Benny loved to chase women, but he never caught them for long, and that’s where he ran into trouble. I think it was because, back then, Benny was never told “No.” Or at least he never heard the word and understood its meaning. In high school, Benny expected things to happen a certain way for him, and mostly they did. There were a few exceptions; they all involved women or the girls they once were. He was always trying to fuck an older woman back then. None of our Moms were safe, but Benny couldn’t figure out how a woman worked, how to get her attention, or how to keep her happy. Instead, he professed to collect women and was always bragging about his teenage harem that never seemed to materialize in front of witnesses.

Shooter is Benny’s only child, and the more I learn about him, the more inevitable this tragedy seems. No mother in the picture. She’s in a long-term residential mental health hospital up near Cleveland, diagnosed with paranoid Schizophrenia. Benny sure could pick them. He was always a unique individual, far from perfect. Racist to the bone, the shit I’ve heard Benny say would break libel laws as well as the edicts of ethics, reason, and common decency. He seems to have mellowed over time, but I’m worried about building my defense around his ignorance of what his son planned and did.

Day Four...

Things are getting official now. Meetings with printed names, signatures, and check-in and check-out times are logged in visiting ledgers. The fundamental legal work begins with planning what to do next to achieve what we need to accomplish.
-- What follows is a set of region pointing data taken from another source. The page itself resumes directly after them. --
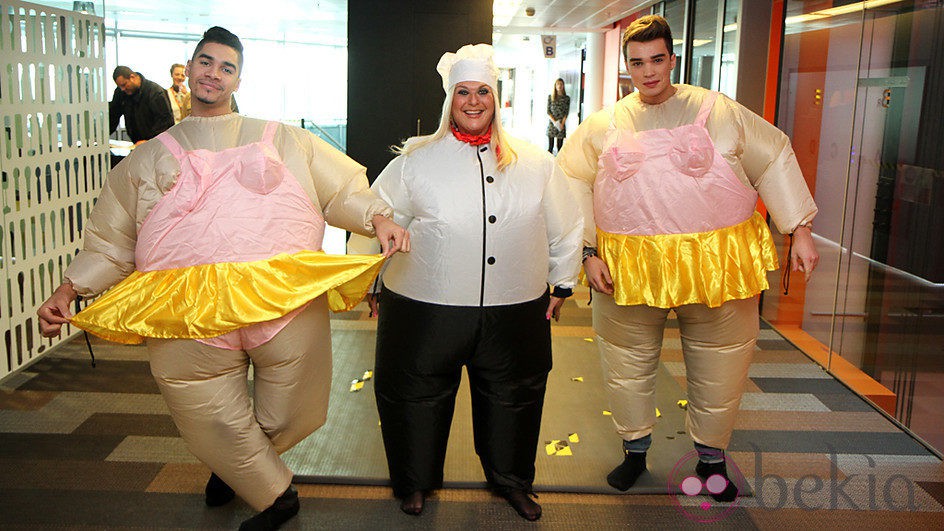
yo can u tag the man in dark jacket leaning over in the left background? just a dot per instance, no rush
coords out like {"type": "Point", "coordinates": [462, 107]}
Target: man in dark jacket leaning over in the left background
{"type": "Point", "coordinates": [143, 103]}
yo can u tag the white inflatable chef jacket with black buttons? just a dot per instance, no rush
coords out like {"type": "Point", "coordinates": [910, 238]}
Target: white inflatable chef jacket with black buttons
{"type": "Point", "coordinates": [479, 236]}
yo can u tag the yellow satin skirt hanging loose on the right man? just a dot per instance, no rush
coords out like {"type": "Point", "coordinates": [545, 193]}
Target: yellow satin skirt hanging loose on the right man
{"type": "Point", "coordinates": [708, 268]}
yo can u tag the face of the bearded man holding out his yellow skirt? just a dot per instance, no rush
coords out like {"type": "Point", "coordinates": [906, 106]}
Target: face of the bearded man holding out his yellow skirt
{"type": "Point", "coordinates": [214, 76]}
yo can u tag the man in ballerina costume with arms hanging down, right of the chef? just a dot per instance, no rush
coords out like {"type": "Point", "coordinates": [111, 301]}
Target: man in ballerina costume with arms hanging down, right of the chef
{"type": "Point", "coordinates": [669, 177]}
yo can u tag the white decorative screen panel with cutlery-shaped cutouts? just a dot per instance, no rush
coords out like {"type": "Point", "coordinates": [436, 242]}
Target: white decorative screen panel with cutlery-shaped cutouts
{"type": "Point", "coordinates": [53, 157]}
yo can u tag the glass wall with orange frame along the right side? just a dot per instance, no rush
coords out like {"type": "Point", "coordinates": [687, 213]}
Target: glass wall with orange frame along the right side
{"type": "Point", "coordinates": [860, 97]}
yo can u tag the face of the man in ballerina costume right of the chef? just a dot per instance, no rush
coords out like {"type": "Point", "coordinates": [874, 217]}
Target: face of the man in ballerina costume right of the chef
{"type": "Point", "coordinates": [650, 65]}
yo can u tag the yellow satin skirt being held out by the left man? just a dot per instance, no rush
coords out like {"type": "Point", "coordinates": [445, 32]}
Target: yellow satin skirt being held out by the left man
{"type": "Point", "coordinates": [209, 300]}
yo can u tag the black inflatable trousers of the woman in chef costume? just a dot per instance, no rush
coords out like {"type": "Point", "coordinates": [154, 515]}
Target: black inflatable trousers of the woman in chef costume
{"type": "Point", "coordinates": [421, 349]}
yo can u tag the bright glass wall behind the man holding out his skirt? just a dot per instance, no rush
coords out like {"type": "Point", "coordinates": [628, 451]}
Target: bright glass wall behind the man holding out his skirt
{"type": "Point", "coordinates": [295, 65]}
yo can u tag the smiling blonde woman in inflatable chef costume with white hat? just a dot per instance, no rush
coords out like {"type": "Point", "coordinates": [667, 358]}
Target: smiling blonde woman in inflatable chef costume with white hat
{"type": "Point", "coordinates": [492, 224]}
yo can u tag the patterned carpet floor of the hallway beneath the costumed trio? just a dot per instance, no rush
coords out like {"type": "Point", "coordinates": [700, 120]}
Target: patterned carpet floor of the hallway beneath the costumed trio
{"type": "Point", "coordinates": [84, 448]}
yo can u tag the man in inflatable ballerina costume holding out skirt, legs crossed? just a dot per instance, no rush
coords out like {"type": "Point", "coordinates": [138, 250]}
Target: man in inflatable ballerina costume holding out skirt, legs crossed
{"type": "Point", "coordinates": [210, 238]}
I’m in Cincinnati, set up in the hotel, and hosting strategy meetings to develop Benny’s defense. I’ve conferred with Shooter’s attorney to see if there was enough common ground to combine our cases and marshal our resources into a unified defense like OJ Simpson’s legal team presented when Benny and I were in high school. That was the first time I understood what a defense lawyer did when they did it well. We create reasonable doubt, the measure of law when applied to a formal accusation in a case presented before a judge and jury. Watching Johnny Cochran get OJ off a murder charge with a strong prosecutor wielding solid evidence was a master’s class for me. Eventually, it became clear that I wanted to be a criminal defendant. But today, I wish I had become a race car driver instead.

Day Five...

Details are coming out about the shooting. They aren’t good.